CMSC 5724 Project Page
Team Coding
Each team can contain up to 5 members and will implement a designated algorithm either in C++, Java, or Python. The implementation must be from scratch, i.e., it can use only functions from a standard library, for example:
Use of any function outside the above libraries is not permitted unless prior approval has been obtained from the instructor. All source code is subject to plagiarism scrutiny. All kinds of dishonesty will be reported to the university for disciplinary actions.
Deploying a programming language other than the above requires an approval from the instructor.
Project List
Each team needs to work on two arbitrary projects from the following list. The list will still growing and will contain 5 or 6 projects eventually.

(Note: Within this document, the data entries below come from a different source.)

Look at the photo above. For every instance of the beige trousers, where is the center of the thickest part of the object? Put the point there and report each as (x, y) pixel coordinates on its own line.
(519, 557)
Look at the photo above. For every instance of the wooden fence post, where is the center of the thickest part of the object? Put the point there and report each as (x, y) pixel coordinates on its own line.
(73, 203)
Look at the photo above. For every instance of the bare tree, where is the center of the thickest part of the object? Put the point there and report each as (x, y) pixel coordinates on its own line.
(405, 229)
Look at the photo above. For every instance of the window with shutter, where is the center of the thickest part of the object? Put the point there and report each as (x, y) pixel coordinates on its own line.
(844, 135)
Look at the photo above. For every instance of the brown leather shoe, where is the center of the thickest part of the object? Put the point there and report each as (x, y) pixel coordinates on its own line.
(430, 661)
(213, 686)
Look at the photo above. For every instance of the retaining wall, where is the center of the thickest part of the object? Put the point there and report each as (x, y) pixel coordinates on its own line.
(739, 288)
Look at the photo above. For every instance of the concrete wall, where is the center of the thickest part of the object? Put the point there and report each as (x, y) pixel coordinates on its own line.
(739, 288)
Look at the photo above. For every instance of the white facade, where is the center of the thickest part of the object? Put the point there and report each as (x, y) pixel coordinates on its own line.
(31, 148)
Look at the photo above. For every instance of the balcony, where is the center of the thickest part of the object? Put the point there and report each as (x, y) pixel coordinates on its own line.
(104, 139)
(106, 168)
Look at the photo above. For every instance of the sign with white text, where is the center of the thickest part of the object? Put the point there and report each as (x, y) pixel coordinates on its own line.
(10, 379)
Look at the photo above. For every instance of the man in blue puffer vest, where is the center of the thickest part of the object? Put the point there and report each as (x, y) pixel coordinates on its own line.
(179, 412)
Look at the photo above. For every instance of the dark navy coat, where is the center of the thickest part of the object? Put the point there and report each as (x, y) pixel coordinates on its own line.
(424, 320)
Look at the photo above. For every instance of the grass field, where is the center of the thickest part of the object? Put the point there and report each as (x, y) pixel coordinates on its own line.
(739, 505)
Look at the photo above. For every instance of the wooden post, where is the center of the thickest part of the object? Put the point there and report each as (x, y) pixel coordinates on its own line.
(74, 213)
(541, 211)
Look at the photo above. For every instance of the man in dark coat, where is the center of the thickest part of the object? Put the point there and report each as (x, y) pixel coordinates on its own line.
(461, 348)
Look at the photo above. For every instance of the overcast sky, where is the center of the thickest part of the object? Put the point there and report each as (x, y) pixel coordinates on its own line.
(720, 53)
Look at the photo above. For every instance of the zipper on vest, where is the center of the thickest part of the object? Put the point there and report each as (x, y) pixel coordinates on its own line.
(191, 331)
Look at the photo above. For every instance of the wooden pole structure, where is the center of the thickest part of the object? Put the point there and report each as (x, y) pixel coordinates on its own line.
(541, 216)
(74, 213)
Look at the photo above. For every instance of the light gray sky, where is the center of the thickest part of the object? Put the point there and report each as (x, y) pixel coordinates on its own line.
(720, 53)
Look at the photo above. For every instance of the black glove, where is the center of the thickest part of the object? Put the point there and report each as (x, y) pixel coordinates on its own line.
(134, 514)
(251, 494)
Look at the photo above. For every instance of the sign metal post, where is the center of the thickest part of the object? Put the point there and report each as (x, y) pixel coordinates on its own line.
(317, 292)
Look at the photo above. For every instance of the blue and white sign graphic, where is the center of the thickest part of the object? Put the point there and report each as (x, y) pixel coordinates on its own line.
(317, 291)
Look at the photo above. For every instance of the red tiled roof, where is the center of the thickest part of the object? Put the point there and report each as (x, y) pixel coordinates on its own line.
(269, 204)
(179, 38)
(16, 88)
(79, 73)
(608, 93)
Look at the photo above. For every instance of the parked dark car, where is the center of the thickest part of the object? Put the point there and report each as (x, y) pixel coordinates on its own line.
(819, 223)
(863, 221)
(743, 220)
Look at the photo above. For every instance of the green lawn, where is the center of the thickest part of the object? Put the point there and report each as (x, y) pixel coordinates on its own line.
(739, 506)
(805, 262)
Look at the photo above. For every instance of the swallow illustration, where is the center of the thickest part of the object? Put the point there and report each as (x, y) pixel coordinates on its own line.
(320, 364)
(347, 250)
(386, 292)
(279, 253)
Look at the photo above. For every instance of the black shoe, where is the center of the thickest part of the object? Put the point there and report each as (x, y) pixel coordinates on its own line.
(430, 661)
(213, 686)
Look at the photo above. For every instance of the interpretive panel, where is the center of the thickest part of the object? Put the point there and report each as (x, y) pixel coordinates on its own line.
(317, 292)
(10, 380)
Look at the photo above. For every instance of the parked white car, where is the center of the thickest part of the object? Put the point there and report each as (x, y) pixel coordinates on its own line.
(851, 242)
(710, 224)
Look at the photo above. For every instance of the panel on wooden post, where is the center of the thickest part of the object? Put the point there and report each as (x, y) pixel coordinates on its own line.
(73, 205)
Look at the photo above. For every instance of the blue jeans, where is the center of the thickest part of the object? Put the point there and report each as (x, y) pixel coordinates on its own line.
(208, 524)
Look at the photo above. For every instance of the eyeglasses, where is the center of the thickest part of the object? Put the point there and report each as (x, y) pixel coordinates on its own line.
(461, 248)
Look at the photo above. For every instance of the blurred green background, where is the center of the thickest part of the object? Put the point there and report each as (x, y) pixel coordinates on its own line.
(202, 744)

Additional projects will be released after their topics have been covered in the lectures.
Project #1: Decision Tree
Goal
Implement Hung's algorithm for decision tree classification
Dataset
We will use the Adult dataset whose description is available here. The training set (adult.data) and evaluation set (adult.test) can be downloaded here.
Preprocessing
Remove all the records containing '?' (i.e., missing values). Also, remove the attribute "native-country".
Deliverables
- An executable program, which should output a decision tree to the disk when given an input training set.
- A readme file detailing how to use the program.
- Source code.
- A document describing (i) the decision tree built from the Adult training set, and (ii) a report on using the tree to classify the records of the evaluation set. The report should indicate, for each record in the evaluation set, its attributes and whether it has been classified successfully.

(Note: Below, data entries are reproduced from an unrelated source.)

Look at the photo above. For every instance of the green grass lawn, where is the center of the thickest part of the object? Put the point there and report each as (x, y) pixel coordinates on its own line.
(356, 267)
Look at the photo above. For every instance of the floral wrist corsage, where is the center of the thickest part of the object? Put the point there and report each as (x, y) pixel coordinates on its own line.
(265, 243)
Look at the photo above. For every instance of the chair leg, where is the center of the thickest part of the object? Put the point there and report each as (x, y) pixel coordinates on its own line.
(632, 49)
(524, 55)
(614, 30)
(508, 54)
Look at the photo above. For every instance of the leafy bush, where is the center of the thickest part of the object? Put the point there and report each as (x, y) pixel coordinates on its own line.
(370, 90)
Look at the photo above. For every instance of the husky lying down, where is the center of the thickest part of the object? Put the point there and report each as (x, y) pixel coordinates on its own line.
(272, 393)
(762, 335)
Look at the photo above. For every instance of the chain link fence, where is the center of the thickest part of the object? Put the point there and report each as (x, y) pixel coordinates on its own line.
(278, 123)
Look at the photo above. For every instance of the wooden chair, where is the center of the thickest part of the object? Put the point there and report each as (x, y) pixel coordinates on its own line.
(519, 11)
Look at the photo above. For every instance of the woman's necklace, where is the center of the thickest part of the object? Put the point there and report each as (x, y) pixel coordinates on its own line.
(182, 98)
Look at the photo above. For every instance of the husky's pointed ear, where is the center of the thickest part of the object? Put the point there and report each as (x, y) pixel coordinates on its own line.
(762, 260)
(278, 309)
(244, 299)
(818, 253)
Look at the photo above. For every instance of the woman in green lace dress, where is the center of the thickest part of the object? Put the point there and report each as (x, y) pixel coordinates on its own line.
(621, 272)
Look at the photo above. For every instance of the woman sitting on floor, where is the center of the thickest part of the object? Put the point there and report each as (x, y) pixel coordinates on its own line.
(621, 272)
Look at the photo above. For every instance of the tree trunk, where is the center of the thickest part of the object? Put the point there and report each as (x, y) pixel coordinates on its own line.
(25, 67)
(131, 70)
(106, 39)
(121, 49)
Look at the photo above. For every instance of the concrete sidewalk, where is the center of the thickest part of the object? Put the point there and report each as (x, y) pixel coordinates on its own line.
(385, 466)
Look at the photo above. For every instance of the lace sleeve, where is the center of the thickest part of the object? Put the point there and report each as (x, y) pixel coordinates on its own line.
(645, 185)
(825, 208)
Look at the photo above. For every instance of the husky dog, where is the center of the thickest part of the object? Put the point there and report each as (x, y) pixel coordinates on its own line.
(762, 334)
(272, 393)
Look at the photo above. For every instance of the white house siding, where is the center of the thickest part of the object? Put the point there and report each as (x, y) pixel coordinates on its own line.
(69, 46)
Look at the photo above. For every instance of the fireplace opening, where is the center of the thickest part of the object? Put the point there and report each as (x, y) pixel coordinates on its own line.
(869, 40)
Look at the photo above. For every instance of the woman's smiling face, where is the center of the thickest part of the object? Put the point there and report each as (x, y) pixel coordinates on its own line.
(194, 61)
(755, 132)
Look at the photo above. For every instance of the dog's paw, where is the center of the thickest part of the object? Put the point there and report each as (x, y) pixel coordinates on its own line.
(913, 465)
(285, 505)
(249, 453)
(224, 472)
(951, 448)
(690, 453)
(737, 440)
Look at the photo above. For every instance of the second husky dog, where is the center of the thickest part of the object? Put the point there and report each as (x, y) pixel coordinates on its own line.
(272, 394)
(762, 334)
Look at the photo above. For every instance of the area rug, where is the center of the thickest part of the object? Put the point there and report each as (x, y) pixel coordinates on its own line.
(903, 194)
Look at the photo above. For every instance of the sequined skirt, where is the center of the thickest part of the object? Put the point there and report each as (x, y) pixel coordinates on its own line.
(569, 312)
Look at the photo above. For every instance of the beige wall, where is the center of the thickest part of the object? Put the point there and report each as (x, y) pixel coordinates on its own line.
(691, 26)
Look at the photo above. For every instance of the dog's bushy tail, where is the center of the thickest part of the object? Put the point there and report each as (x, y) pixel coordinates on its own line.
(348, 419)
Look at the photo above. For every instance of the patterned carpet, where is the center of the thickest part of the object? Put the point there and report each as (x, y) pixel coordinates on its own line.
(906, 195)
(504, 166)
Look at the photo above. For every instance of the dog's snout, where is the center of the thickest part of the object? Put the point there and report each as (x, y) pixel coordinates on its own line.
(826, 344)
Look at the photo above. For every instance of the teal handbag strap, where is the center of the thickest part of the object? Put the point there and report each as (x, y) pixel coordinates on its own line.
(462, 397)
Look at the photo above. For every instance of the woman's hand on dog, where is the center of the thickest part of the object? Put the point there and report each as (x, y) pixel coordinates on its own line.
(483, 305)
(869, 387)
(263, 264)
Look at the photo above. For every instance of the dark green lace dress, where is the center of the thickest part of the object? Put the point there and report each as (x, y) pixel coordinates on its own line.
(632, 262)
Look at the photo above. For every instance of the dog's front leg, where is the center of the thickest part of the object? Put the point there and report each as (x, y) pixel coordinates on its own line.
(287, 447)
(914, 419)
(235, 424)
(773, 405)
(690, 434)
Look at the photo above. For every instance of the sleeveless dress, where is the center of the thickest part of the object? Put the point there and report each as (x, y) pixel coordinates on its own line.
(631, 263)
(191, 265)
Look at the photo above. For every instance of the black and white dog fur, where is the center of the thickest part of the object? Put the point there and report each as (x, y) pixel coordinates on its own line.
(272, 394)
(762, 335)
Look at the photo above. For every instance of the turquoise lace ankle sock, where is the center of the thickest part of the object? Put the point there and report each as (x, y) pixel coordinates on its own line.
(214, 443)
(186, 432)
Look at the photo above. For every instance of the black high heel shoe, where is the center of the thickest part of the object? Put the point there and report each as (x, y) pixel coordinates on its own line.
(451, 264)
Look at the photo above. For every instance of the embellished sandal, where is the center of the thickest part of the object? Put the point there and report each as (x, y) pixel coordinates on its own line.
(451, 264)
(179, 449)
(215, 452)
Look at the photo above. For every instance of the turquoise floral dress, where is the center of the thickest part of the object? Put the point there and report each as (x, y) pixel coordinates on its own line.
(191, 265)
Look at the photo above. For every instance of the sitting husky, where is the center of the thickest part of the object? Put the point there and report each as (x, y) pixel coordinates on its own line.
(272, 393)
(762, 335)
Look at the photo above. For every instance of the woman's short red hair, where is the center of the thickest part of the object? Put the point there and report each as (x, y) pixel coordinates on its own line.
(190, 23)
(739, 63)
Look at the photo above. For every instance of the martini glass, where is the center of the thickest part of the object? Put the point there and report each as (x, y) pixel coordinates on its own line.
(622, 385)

Project #2: Margin Perceptron
Goal
Implement the margin perceptron algorithm.
Dataset
Your implementation should work on any dataset in the following format:
- The first line contains three numbers n, d, and r, where n is the number of points, d is the dimensionality of the instance space, and r is the radius.
- The i-th line (where i goes from 2 to n + 1) gives the (i - 1)-th point in the dataset as:
x1,x2,...,xd,label
where the first d values are the coordinates of the point, and label = 1 or -1.
We have prepared three datasets for you:
2d-r16-n10000
4d-r24-n10000
8d-r12-n10000
Deliverables
- An executable program.
- A readme file detailing how to use the program.
- Source code.
- A report explaining the margin of your classifier for each of the three datasets.